2. Traditionnellement, les normes emises par les associations et fédérations sportives sont groupées en deux catégories. Selon la pratique judiciaire, approuvée par la doctrine quasi-unanime jusque vers la fin des années 80, il y a lieu de classer dans la première les seules "règles de jeu" et dans la seconde toutes les autres normes. Les règles de jeu englobent, en principe, toutes les règles qui ont trait à la participation à une compétition3.

Les sanctions prévues dans les règlements en cas de violation de ces règles sont également qualifiées de règles de jeu.

La différence entre les deux catégories de normes adoptées par les organisations sportives réside dans le fait que les règles de jeu ne sont pas justiciables.
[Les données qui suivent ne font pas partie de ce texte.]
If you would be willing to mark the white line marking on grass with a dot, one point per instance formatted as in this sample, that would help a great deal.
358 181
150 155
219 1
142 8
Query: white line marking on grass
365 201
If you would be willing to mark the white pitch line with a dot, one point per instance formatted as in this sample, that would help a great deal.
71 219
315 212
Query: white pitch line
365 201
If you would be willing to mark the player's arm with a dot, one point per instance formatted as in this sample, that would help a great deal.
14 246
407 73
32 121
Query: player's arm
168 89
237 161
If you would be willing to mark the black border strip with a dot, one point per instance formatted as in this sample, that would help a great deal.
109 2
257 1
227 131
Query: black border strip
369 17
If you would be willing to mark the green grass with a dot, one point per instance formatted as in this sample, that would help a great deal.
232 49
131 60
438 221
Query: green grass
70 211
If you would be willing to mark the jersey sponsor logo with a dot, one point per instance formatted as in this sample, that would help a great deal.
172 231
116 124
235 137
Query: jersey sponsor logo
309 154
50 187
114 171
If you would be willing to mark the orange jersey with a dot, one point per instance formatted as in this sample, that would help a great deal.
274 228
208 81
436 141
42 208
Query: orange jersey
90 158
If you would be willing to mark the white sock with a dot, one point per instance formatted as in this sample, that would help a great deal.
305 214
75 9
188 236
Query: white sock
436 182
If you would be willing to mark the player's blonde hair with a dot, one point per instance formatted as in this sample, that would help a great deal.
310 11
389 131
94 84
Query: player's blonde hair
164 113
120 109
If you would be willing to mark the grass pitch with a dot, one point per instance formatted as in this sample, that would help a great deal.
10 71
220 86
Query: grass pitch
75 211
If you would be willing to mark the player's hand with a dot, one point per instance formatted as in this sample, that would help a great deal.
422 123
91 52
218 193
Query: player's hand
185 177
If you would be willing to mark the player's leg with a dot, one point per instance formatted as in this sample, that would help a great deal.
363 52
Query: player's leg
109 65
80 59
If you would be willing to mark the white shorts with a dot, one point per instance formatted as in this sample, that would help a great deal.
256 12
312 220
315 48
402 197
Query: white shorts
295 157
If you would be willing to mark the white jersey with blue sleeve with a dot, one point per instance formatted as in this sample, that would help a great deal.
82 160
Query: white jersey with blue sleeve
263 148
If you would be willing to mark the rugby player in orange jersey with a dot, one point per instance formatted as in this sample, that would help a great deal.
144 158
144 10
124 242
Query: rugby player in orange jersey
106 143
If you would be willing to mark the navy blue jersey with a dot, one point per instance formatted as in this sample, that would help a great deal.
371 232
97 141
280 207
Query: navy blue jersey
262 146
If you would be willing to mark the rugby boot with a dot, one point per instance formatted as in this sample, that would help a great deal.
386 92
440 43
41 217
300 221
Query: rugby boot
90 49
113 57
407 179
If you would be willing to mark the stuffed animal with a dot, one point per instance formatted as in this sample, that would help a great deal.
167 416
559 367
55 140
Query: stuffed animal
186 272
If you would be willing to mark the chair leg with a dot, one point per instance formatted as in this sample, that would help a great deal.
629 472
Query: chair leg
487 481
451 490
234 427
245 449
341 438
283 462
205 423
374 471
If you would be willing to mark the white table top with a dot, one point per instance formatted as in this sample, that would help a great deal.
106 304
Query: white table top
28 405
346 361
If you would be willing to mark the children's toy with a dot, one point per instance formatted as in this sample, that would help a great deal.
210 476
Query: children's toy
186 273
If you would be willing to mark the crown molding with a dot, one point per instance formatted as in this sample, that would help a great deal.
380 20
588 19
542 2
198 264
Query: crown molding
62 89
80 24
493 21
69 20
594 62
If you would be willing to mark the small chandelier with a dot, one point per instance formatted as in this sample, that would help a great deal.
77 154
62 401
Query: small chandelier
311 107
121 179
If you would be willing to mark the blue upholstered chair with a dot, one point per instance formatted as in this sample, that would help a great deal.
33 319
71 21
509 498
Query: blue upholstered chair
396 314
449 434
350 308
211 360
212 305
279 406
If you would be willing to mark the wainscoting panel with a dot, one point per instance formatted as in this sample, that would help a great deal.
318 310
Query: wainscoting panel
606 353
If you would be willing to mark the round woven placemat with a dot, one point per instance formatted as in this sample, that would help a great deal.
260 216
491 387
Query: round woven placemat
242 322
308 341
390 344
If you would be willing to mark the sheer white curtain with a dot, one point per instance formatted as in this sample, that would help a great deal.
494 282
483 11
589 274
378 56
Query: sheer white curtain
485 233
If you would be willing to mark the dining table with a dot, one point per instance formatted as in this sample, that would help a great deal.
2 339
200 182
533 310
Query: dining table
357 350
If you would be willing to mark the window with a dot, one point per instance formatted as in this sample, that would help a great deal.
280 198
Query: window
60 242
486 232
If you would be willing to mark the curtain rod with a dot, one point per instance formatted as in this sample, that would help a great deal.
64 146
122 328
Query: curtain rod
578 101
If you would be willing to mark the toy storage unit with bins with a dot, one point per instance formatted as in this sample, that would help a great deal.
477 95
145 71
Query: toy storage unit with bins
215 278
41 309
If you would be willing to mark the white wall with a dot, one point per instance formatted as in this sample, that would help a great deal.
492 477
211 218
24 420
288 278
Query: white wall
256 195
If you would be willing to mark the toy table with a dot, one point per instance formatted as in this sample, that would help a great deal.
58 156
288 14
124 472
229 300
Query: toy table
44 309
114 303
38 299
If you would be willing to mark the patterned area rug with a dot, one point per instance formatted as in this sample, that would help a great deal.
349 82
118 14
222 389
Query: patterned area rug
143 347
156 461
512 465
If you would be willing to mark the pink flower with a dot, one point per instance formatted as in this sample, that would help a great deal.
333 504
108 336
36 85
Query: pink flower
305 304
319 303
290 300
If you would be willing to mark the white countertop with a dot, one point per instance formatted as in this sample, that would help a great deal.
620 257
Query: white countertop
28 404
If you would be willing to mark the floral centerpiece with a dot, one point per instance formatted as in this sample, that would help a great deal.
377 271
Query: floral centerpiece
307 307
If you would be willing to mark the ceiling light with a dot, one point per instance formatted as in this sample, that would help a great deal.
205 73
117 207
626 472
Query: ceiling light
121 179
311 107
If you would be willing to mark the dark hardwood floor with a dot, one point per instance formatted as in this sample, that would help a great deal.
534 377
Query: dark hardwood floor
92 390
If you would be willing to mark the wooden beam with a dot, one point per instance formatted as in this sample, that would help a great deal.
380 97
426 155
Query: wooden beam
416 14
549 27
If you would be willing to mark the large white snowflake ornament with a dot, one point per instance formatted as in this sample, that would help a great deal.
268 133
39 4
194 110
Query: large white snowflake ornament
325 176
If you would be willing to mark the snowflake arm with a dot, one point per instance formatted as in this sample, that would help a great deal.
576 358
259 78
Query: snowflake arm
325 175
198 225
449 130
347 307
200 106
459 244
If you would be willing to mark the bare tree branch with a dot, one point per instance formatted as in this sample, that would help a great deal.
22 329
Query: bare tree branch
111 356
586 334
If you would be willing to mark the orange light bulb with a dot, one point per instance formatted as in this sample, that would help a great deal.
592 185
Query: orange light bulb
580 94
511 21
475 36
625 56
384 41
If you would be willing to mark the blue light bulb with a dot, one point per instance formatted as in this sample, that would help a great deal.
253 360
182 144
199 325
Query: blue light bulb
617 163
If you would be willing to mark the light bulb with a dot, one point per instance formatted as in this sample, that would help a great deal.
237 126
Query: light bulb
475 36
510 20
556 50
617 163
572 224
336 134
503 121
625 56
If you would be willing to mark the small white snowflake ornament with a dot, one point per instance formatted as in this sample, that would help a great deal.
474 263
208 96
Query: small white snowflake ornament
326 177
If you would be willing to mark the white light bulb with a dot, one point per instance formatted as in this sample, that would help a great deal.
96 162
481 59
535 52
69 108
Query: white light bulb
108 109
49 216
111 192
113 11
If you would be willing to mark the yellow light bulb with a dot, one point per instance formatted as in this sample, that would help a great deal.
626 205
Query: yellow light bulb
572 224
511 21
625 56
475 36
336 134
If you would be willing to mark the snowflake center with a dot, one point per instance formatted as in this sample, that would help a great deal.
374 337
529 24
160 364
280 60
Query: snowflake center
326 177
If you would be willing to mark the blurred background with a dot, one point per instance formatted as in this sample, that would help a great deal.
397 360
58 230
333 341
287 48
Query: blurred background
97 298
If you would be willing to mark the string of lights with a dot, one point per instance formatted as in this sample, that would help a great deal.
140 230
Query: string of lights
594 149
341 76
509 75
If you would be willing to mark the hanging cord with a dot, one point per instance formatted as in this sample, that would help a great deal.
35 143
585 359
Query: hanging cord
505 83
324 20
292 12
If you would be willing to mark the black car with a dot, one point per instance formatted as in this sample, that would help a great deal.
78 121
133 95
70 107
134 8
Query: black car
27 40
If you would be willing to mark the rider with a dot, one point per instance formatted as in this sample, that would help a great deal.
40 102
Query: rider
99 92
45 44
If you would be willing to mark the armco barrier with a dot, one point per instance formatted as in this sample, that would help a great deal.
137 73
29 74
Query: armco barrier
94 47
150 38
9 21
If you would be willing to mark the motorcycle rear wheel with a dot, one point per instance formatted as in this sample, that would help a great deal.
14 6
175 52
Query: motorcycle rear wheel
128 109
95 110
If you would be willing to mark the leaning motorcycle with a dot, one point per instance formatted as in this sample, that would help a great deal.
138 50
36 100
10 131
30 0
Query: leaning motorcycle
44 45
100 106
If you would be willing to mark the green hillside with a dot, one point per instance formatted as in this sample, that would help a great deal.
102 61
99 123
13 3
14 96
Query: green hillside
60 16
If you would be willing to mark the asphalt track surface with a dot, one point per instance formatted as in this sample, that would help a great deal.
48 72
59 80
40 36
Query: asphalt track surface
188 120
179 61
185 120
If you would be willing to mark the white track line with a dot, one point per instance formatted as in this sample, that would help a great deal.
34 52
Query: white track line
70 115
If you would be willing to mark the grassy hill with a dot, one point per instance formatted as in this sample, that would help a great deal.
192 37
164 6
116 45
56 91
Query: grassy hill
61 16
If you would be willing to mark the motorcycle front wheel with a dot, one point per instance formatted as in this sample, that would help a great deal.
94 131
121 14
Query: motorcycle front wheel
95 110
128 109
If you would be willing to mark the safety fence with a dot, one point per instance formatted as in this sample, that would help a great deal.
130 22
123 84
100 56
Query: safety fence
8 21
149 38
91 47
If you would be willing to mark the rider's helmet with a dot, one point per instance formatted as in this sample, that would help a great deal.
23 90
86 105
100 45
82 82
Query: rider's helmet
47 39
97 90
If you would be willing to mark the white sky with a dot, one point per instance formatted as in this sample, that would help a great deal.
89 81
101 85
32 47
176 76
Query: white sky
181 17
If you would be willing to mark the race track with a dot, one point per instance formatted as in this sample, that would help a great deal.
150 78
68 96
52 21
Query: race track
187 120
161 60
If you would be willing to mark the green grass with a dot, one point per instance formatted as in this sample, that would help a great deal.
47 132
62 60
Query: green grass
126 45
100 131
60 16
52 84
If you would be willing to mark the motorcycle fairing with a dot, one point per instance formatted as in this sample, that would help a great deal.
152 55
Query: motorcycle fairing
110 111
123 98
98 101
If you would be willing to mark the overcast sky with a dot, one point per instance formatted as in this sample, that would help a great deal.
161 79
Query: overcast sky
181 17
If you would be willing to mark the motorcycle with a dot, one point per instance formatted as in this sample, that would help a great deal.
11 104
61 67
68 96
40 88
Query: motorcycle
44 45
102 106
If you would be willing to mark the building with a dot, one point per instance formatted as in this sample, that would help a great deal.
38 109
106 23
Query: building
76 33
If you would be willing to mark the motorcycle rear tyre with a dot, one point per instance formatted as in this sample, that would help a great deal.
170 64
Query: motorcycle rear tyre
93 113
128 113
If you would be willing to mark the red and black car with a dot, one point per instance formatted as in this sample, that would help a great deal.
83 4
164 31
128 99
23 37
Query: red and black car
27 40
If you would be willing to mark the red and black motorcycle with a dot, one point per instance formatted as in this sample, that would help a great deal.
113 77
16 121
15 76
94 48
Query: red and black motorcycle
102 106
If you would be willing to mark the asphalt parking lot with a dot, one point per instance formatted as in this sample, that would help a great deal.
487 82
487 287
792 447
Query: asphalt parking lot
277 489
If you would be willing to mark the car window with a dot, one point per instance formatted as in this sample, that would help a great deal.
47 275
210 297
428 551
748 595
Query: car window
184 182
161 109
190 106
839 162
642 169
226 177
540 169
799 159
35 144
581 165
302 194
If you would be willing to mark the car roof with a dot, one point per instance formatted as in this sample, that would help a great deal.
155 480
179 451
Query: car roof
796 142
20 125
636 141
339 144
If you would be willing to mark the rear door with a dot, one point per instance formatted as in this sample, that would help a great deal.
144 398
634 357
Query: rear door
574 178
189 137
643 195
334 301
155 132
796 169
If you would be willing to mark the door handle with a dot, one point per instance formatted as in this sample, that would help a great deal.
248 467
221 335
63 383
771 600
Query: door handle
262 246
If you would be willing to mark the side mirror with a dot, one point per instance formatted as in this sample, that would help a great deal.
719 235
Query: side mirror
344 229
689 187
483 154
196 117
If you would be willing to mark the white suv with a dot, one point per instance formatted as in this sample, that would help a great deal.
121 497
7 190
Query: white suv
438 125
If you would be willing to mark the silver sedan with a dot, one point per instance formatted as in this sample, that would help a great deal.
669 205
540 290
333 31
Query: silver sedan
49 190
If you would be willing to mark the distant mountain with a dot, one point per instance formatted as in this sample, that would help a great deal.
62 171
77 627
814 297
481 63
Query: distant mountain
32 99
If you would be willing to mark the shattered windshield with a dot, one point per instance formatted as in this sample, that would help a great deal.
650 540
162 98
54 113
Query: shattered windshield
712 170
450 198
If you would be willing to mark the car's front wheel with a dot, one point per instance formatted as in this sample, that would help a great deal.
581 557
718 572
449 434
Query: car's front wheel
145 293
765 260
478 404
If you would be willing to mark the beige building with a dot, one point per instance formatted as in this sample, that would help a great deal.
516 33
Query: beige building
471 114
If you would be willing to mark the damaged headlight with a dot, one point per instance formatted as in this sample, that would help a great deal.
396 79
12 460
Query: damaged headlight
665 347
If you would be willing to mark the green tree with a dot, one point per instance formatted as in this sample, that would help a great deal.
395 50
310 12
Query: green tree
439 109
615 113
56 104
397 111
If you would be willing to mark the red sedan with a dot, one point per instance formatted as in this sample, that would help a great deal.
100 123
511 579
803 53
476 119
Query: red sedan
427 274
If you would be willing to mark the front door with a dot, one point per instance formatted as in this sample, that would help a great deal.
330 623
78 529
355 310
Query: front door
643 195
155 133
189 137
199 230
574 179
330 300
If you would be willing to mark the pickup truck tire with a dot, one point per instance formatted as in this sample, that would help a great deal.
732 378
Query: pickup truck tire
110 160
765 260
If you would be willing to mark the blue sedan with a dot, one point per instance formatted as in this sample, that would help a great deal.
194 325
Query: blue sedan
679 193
Cela se justifie, selon les juges et auteurs préconisant cette qualification, principalement par le fait que des intérêts juridiquement protégés ne sont pas touchés par l'application de ces normes4 . Les autres normes, qualifiées de "règles de droit" par opposition aux "règles de jeu", sont sujettes à l'examen du juge ordinaire, au même titre que les normes autonomes de toute autre association.

3 ATF 118 II 12, Kindle, avec les références à la jurisprudence et à la doctrine; cf. en particulier l'ouvrage, consacré spécifiquement à cette problématique, de Max Kummer, Spielregel - Rechtsregel, Berne 1973.

4 ATF 118 II 12, Kindle, et ses références aux jurisprudences fédérales et cantonales antérieures.

Hans Bodmer, Vereinsstrafe und Verbandsgerichtsbarkeit, Berne/Stuttgart 1989, p. 160; Anton Heini, Das Schweizerische Vereinsrecht, Bâle 1988, p. 45s.; Max Kummer, Spielregel - Rechtsregel, op.cit.; Urs Scherrer, Rechtsfragen des organisierten Sportlebens in der Schweiz, Zurich 1982, p.l39ss.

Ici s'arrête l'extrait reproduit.